KBC Groep NV (KBC), Belgium’s biggest bank and insurer by market value, agreed to sell its private-banking unit to a Qatari investor for 1.05 billion euros ($1.41 billion) as it seeks to repay Belgian government rescue funds.
The sale of Luxembourg-based KBL European Private Bankers SA will boost KBC’s capital by about 700 million euros and result in a 0.6 percent increase in its Tier 1 ratio, KBC said today in an e-mailed statement. The transaction will reduce third-quarter earnings by about 400 million euros, it said.
KBC, the recipient of 7 billion euros of government funds during the financial crisis, had to delay the sale earlier this year after failing to get regulatory approval to sell the unit to India’s Hinduja Group for 1.35 billion euros. KBL had assets under management of 47 billion euros on June 30.

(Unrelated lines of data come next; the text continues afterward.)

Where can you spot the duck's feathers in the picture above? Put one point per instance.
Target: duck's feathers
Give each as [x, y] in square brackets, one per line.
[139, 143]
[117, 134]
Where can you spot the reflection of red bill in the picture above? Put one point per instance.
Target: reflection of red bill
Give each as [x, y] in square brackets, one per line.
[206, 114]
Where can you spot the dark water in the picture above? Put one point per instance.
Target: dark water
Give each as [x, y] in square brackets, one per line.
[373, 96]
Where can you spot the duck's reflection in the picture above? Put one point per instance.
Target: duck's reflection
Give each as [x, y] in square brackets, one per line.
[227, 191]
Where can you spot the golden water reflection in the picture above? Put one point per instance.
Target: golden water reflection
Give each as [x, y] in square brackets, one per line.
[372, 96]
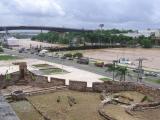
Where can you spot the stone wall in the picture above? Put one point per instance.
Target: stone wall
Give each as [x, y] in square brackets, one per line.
[113, 86]
[78, 85]
[148, 90]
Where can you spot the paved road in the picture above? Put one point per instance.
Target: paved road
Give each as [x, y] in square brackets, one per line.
[90, 67]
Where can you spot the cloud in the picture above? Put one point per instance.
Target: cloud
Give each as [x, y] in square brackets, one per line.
[81, 13]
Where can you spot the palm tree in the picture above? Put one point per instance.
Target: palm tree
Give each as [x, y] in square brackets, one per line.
[112, 68]
[122, 72]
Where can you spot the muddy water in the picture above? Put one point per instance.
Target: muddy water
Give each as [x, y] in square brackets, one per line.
[25, 111]
[110, 54]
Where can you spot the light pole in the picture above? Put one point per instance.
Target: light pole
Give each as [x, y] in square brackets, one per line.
[101, 27]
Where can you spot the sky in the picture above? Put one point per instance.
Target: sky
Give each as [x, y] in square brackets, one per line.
[87, 14]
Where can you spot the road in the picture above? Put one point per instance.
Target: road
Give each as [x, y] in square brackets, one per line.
[90, 67]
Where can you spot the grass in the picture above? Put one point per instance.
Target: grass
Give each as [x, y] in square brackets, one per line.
[84, 109]
[52, 71]
[153, 81]
[105, 79]
[7, 57]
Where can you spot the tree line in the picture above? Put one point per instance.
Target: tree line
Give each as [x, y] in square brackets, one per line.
[103, 37]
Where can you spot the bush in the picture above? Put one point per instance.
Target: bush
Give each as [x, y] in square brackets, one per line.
[79, 55]
[1, 49]
[147, 43]
[68, 55]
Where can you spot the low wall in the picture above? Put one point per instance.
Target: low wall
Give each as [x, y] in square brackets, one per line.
[57, 82]
[42, 81]
[109, 86]
[78, 85]
[148, 91]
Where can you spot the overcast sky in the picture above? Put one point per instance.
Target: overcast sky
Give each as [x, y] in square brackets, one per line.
[136, 14]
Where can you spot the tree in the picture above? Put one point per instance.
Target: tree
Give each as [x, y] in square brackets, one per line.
[112, 68]
[122, 72]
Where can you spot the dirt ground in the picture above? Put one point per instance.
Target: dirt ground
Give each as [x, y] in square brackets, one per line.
[118, 111]
[84, 109]
[25, 111]
[107, 55]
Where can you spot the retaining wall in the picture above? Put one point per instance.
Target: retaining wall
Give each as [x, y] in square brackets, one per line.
[78, 85]
[109, 86]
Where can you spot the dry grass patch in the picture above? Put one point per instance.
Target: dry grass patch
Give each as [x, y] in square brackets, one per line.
[84, 109]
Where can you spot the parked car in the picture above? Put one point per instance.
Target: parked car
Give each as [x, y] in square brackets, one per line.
[99, 63]
[41, 54]
[63, 57]
[83, 60]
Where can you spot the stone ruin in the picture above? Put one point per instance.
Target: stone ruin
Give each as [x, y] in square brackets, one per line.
[22, 69]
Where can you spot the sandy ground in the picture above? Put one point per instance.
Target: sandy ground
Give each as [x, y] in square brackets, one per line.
[108, 55]
[28, 42]
[74, 73]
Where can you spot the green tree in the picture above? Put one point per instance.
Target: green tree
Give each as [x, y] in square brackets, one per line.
[112, 68]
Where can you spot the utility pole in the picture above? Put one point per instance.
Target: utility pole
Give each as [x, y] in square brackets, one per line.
[140, 69]
[101, 26]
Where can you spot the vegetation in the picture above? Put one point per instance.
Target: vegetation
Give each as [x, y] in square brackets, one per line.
[154, 81]
[68, 55]
[104, 37]
[147, 43]
[105, 79]
[7, 57]
[79, 55]
[1, 49]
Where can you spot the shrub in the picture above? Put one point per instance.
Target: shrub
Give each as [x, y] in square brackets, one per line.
[79, 55]
[68, 55]
[1, 49]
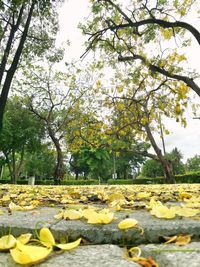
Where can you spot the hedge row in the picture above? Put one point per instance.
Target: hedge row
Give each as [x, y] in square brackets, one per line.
[193, 177]
[51, 182]
[137, 181]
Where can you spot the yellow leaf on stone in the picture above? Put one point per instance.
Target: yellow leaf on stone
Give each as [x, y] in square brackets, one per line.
[127, 223]
[25, 254]
[72, 214]
[146, 262]
[70, 245]
[185, 211]
[143, 195]
[46, 238]
[59, 216]
[184, 195]
[5, 198]
[162, 211]
[87, 213]
[12, 206]
[180, 240]
[101, 218]
[171, 239]
[7, 242]
[116, 196]
[183, 240]
[25, 238]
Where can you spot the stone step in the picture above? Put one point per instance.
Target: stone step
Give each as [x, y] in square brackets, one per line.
[22, 222]
[114, 256]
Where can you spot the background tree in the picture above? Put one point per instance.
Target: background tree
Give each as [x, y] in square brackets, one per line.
[152, 168]
[127, 32]
[193, 164]
[130, 30]
[22, 134]
[53, 96]
[27, 29]
[40, 163]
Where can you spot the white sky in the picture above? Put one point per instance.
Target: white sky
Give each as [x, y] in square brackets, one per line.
[185, 139]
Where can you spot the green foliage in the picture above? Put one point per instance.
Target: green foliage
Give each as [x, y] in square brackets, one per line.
[152, 168]
[192, 177]
[79, 182]
[22, 133]
[93, 161]
[40, 163]
[193, 164]
[175, 157]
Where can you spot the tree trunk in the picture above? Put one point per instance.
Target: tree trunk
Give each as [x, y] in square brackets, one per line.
[166, 164]
[58, 174]
[13, 67]
[14, 169]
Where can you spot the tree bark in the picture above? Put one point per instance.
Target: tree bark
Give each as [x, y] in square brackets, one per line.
[13, 67]
[58, 174]
[166, 164]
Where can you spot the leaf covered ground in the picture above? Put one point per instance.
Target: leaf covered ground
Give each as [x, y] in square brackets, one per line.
[95, 205]
[163, 201]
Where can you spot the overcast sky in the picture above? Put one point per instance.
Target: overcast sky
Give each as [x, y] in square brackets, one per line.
[185, 139]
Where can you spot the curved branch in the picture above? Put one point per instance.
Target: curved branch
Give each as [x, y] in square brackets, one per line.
[188, 81]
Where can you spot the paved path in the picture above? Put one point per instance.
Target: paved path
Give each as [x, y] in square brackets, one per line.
[104, 244]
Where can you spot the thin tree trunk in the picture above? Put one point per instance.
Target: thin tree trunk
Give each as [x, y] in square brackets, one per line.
[58, 174]
[14, 174]
[166, 164]
[13, 67]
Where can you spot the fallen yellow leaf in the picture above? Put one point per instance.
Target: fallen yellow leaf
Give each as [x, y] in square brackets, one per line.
[127, 223]
[7, 242]
[25, 238]
[72, 214]
[70, 245]
[25, 254]
[46, 237]
[161, 211]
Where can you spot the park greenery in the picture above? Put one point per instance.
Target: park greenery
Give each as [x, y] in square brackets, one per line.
[97, 120]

“The capital release is at the low end of the range KBC indicated when they announced the plan to sell KBL,” said Jan Willem Weidema, an Amsterdam-based analyst at ABN Amro Bank NV. “Still, the main thing is that it is reassuring that they managed to do this under the current market circumstances.” Weidema recommends clients to buy the stock.
Including 115 million euros in capital KBC said it released from the unit in the last 1 1/2 years, the capital contribution totals 815 million euros. That compared with a range of 800 million euros to 1.5 billion euros targeted by KBC in 2009.

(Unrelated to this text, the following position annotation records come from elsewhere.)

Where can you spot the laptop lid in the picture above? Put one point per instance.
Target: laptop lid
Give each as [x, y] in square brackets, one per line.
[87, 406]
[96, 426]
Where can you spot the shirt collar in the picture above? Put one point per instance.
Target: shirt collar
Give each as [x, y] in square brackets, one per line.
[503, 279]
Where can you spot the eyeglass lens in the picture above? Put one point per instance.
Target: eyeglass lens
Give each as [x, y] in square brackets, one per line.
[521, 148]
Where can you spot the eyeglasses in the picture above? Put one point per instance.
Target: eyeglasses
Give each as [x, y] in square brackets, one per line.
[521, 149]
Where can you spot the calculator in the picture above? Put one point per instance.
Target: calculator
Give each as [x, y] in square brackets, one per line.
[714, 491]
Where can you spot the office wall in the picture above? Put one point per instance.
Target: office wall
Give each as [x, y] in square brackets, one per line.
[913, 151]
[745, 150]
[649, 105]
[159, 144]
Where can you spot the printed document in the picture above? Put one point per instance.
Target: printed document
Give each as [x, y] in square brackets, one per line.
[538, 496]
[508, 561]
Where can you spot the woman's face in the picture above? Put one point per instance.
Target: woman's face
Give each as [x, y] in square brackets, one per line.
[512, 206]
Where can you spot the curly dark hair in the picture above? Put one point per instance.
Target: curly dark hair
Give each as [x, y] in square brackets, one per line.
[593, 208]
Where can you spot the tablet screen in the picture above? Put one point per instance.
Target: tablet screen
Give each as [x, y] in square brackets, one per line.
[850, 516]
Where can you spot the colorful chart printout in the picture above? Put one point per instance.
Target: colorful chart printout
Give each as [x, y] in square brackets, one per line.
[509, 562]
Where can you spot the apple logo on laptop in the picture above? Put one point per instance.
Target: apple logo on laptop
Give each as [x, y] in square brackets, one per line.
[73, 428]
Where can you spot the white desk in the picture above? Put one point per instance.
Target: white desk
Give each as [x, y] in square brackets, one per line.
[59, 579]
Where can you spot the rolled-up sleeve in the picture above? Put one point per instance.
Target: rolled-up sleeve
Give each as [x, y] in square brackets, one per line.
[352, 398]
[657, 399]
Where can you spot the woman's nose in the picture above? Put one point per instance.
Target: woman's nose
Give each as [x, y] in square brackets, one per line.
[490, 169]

KBC shares dropped 1.4 percent to 18.70 euros as of 2:20 p.m. in Brussels, while the 46-company Bloomberg Europe Banks and Financial Services Index slipped 0.1 percent. KBC has declined 27 percent since the start of this year.
The buyer, Precision Capital, is a company representing the business interest of an unspecified Qatari investor, KBC said in the statement. KBC will continue to offer private-banking services in Belgium and central and eastern Europe through its KBC-branded private-banking businesses.
The transaction is subject to regulatory approval and KBC expects to complete the sale in the first quarter.
“The agreement will allow KBC to release a significant amount of capital, to reduce our risk profile and to further strengthen our focus on the core bancassurance expertise and markets of Belgium and central and eastern Europe,” Chief Executive Officer Jan Vanhevel said in the statement.
KBC is also in the process of selling its Polish bank and insurance subsidiaries as it seeks to raise funds to repay the Belgian state.
The firm originally agreed to sell as much as 40 percent of both its Czech and Hungarian banking units in initial public offerings to gain the EU’s approval for the taxpayer-financed rescue and raise funds to repay state aid. The Belgian bank and insurer renegotiated the agreement after Basel III capital rules and a banking-industry levy in Hungary made the IPOs less attractive options to raise capital.
“KBC shares have been under pressure lately on concerns on the execution of their asset disposal plans,” Weidema said, “So this is a good step. Now they can move on with Poland.”
Belgium’s Aa1 local- and foreign-currency ratings were placed under review for a downgrade by Moody’s Investors Service on Oct. 7 because of rising funding risks for euro-area nations with high levels of debt and additional bank support measures that are likely to be needed.
The review will focus on the vulnerabilities of Belgian public debt in the current euro-area sovereign crisis and potential costs and contingent liabilities that the government may incur in supporting Dexia SA, Moody’s said.
The Belgian federal government agreed to buy Dexia’s local consumer-lending unit for 4 billion euros after concern over its European sovereign-debt holdings caused its short-term funding to evaporate. Belgium also agreed to guarantee 60 percent of a so-called bad bank to be set up for Dexia’s troubled assets. Dexia will sell assets, including its Luxembourg unit and its French municipal lending arm, to give the bad bank capital to absorb future losses.
The bank is in talks to sell Dexia Banque Internationale a Luxembourg to a group backed by the Qatari family behind Precision Capital, Luxembourg’s Finance Minister Luc Frieden told reporters today.
“The fact that the family group from Qatar” bought KBL and agreed to buy Dexia BIL “is good for the Luxembourg financial sector because the two groups are complementary and can develop independently from one another,” Frieden said.